We rated the service as good overall because:

  • Patients at the hospital were kept safe because there was sufficient staff in place, the multidisciplinary team included a range of professionals, staff sickness absence rates were only 2.6%, staff were trained in emergency first aid and basic and intermediate life support and there was emergency medication in stock.
  • The hospital was clean and tidy and complied with the Department of Health guidance on eliminating mixed sex accommodation. Patients’ rooms were fitted with sensor-operated showers and taps and nurse call alarms and the garden area was secure which prevented patients from absconding.
  • Staff were trained and qualified to deliver safe and effective care, received regular supervision, and were appraised. Patients did not need to be secluded or placed in long-term segregation and physical restraint was only used as a last resort because staff were trained in de-escalation practices. The provider also had a policy in place to ensure that any children visiting the hospital were kept safe. Staff knew and agreed with the provider’s visions and values. Staff morale and job satisfaction were positive and there was a good level of support from peers and managers.
  • People who used the service told us that staff treated them in a caring, compassionate, kind, respectful and dignified manner. People who used the service were involved in decisions about care and treatment and were able to provide feedback on their care and treatment through patient and family forums, meetings with the multidisciplinary team and using comments and suggestions cards. Patients had access to an advocacy service, an interpreter and signer and the hospital ran patient activities seven days a week.
  • Incidents and complaints were investigated and lessons learned were used to improve practice. All staff were aware of the need to be open, honest and transparent with people when things go wrong.
  • Mental Health Act and Deprivation of Liberty Safeguards documentation was in order. All staff had completed training in the Mental Health Act and Mental Capacity Act and audits took place to ensure staff complied with the Acts. Staff regularly reminded patients of their rights.
  • Care records showed the hospital was patient-focussed as they were recovery orientated, person-centred, showed evidence of physical healthcare being assessed and monitored and contained discharge plans.
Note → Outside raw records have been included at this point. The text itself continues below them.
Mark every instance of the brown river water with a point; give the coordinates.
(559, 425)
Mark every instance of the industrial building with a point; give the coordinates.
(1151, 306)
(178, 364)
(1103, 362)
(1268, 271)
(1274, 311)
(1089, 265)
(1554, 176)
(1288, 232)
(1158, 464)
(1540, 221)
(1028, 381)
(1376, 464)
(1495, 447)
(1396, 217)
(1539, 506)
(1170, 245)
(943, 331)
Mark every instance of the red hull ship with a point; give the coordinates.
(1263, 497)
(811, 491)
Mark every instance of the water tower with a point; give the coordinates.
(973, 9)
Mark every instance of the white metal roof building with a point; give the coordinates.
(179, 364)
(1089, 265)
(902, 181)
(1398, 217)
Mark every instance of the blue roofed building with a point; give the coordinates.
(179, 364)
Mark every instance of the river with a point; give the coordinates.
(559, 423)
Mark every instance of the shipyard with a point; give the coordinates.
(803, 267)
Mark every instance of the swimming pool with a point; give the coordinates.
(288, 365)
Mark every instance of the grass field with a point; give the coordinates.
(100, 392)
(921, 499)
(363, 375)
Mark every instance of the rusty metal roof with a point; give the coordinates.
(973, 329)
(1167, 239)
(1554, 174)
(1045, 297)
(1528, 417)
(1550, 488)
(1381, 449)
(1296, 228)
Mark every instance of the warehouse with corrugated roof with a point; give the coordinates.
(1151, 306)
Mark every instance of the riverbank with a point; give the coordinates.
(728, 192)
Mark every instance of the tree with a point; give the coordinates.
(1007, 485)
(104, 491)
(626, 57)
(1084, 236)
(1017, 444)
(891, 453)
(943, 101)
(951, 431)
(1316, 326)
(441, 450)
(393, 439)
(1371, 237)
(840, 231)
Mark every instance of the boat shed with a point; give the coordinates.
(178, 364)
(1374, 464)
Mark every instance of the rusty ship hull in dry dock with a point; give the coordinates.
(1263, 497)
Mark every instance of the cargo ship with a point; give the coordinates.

All patients had up to date risk assessments in place.
  • Hot drinks and snacks were available to patients 24 hours a day, the Foods Standards Agency awarded the hospital a five star ‘very good’ rating in relation to food hygiene and patients had a choice of food to meet their dietary requirements. Patients could personalise their rooms and accessed their chosen place of worship within the community. There were patient activities seven days a week.
  • The provider used key performance indicators and clinical governance mechanisms and audits to monitor practice and improve service delivery. The hospital had a risk register to which staff could add items.

However:

  • Curtain rails were not of the collapsible type used to prevent suicides by hanging themselves and were not included in the environmental risk assessment. This was a breach of regulation 12 of the Regulation 12 of the Health and Social Care Act (Regulated Activities) Regulations 2014: Safe care and treatment.
  • An audit on 3 July 2017 identified staff had incorrectly administered medication, which had expired on 30 June 2017.
  • Dosages on medication labels did not match the prescribed dose recorded on three patients’ medication cards.